末期・終末期の肝臓病:何が起きるか、どう備えるか
終末期に起きること
肝臓病が終末期に入ると、以下のことが重なっていきます。
- 腹水のコントロールが難しくなる:穿刺(お腹に針を刺して水を抜く)を繰り返しても追いつかなくなる
- 食事が取れなくなる:食欲不振・吐き気・消化管の蠕動低下
- 意識が徐々に落ちる:肝性脳症が深まり、会話が難しくなる
- 黄疸が深くなる:皮膚が茶色っぽく変色し、痒みが激しくなる
- 出血傾向が出る:肝臓での凝固因子合成が止まり、あざができやすくなる
在宅で最期を迎えるための準備
肝臓病の終末期は、病院での治療よりも「苦痛を和らげながら自宅で過ごす」という方針を選ぶ方が増えています。
在宅で終末期を迎えるために準備しておくべきこと:
- 訪問診療の医師を確保する(24時間対応の在宅医)
- 訪問看護師の訪問頻度を上げる(週複数回〜毎日)
- 痛み・痒み・苦痛の緩和薬を事前に準備する
- 「急変時にどうするか」を家族で話し合っておく(救急搬送するか・しないか)
- 腹水穿刺を在宅でするかどうかを医師と話し合う
在宅での肝臓病ケア:訪問看護師ができること
OURの訪問看護師は以下のサポートを提供しています。
症状のモニタリング
- 腹囲・体重・腹水の変化を定期的に記録
- 肝性脳症の早期サイン(意識・会話の変化)を観察
- バイタルサイン・黄疸の程度を記録して主治医に報告
苦痛の緩和ケア
- 腹水による圧迫感・呼吸苦への体位調整
- 黄疸による皮膚の痒みへのスキンケア(保湿・低刺激)
- 食欲不振への食事の工夫(少量・高カロリー・消化に良いもの)
家族へのサポート
「いつ救急に連絡すればいいか」「今夜急変したら何をすればいいか」。

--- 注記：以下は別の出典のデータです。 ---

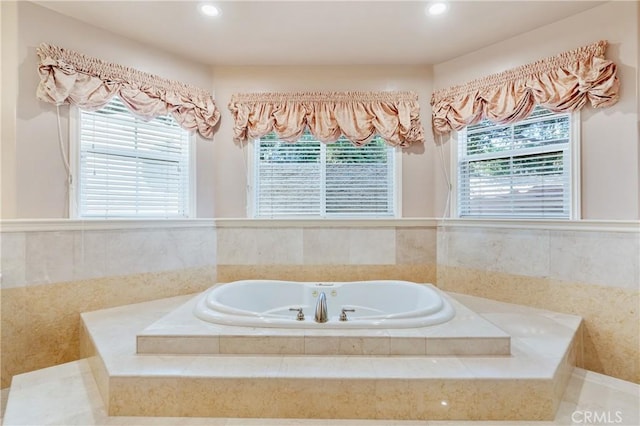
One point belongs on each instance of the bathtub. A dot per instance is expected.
(375, 304)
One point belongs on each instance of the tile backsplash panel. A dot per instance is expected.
(36, 258)
(590, 273)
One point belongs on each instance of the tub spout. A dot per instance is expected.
(321, 308)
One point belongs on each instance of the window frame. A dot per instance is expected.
(575, 208)
(251, 200)
(75, 173)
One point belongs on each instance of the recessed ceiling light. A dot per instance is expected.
(437, 8)
(209, 9)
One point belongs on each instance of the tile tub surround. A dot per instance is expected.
(585, 269)
(54, 270)
(330, 250)
(527, 385)
(181, 332)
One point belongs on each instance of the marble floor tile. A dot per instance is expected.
(73, 399)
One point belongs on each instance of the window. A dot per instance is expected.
(309, 178)
(527, 169)
(128, 167)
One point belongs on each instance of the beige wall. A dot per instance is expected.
(417, 162)
(33, 184)
(609, 136)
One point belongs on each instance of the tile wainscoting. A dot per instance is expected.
(330, 251)
(590, 269)
(54, 270)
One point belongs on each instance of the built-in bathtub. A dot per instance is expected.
(367, 304)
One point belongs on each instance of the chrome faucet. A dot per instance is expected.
(321, 308)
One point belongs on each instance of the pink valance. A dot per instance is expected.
(564, 82)
(359, 116)
(70, 77)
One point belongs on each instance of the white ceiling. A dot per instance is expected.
(265, 32)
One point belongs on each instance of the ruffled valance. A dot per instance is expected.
(70, 77)
(395, 116)
(560, 83)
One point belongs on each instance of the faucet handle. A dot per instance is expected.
(300, 315)
(343, 314)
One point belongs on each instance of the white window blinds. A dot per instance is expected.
(518, 170)
(309, 178)
(129, 167)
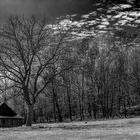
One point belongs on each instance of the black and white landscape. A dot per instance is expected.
(69, 69)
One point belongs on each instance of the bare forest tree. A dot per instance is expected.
(28, 51)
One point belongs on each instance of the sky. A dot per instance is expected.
(24, 7)
(37, 7)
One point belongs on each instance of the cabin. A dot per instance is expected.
(8, 117)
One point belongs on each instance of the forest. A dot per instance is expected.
(50, 73)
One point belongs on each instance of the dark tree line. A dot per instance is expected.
(51, 77)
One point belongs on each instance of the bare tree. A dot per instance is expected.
(28, 50)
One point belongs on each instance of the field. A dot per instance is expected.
(119, 129)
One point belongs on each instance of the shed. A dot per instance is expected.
(8, 117)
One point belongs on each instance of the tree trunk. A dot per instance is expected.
(29, 115)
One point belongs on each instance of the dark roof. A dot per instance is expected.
(5, 110)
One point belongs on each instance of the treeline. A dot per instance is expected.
(103, 82)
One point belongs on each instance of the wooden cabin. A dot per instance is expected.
(8, 117)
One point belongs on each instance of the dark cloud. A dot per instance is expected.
(39, 7)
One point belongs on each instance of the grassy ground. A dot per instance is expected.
(120, 129)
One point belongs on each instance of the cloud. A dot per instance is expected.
(37, 7)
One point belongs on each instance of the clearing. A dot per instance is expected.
(119, 129)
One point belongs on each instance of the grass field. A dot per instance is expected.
(120, 129)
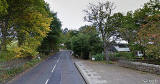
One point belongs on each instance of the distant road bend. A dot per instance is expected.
(58, 69)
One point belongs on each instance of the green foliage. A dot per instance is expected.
(99, 57)
(84, 42)
(3, 7)
(6, 55)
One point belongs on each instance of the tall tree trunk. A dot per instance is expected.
(4, 36)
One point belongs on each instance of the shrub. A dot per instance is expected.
(6, 55)
(25, 52)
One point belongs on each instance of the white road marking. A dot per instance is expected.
(58, 60)
(53, 68)
(55, 65)
(47, 81)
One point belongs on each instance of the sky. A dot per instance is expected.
(71, 14)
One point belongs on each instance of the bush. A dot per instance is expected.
(6, 55)
(99, 57)
(25, 52)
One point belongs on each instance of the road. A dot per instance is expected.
(58, 69)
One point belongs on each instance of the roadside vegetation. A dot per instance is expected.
(29, 32)
(140, 28)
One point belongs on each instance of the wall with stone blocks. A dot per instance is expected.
(151, 68)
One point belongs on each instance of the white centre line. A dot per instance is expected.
(55, 65)
(47, 81)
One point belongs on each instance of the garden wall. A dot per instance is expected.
(151, 68)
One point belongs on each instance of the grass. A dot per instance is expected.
(6, 75)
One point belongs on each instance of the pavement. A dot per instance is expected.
(102, 73)
(58, 69)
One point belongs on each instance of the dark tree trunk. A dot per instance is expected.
(4, 37)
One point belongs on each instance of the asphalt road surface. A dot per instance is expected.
(58, 69)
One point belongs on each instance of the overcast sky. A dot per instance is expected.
(70, 12)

終末期を在宅で迎える家族にとって、この「判断の迷い」が最大の不安です。OURでは24時間オンコールで家族からの相談を受け、適切な対応を一緒に考えます。
よくある質問
肝臓が悪いとどんな症状が最初に出ますか?
初期は疲れやすさ・食欲低下・右脇腹の違和感などが多いですが、これらは他の原因でも出るため、肝臓が原因とわかりにくいです。尿が濃い・便が白っぽいなどの変化は肝臓に特徴的なサインです。血液検査(AST・ALT・ビリルビン・アルブミン)で早期に発見できます。
お腹が急に膨らんできました。腹水ですか?
腹水の可能性があります。肝臓病・心不全・腹膜炎・がんの腹膜播種などが原因として考えられます。速やかにかかりつけ医または消化器内科を受診してください。腹水の場合、超音波検査でわかります。

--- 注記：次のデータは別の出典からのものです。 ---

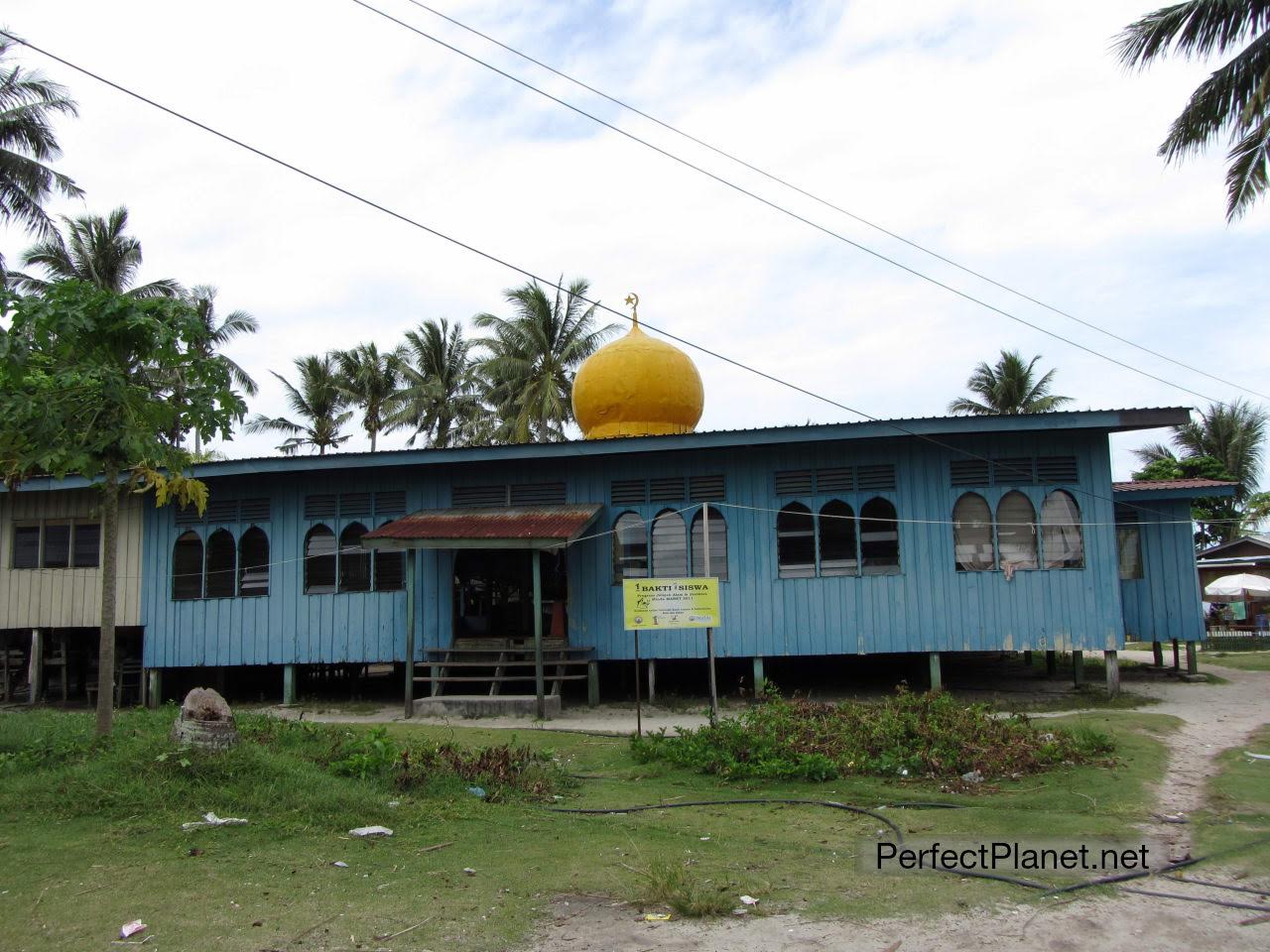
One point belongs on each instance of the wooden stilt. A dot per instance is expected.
(412, 583)
(1112, 662)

肝性脳症の初期サインを家族はどう見分ければいいですか?
「いつもと違う」という感覚が手がかりです。昼夜逆転・話がまとまらない・手の細かい震え・急に怒りっぽくなる——認知症の症状と似ていますが、肝臓の病気がある方では肝性脳症を疑います。アンモニアの上昇は血液検査でわかるため、「急に変だ」と思ったら早めに受診してください。
肝臓の終末期、在宅で看取ることはできますか?
できます。腹水・黄疸・肝性脳症が重なる終末期でも、訪問診療の医師・訪問看護師が連携することで在宅での看取りは可能です。痛みや苦痛の緩和を中心においた緩和ケアを在宅で継続するためには、訪問医・訪問看護師の体制を早めに整えることが重要です。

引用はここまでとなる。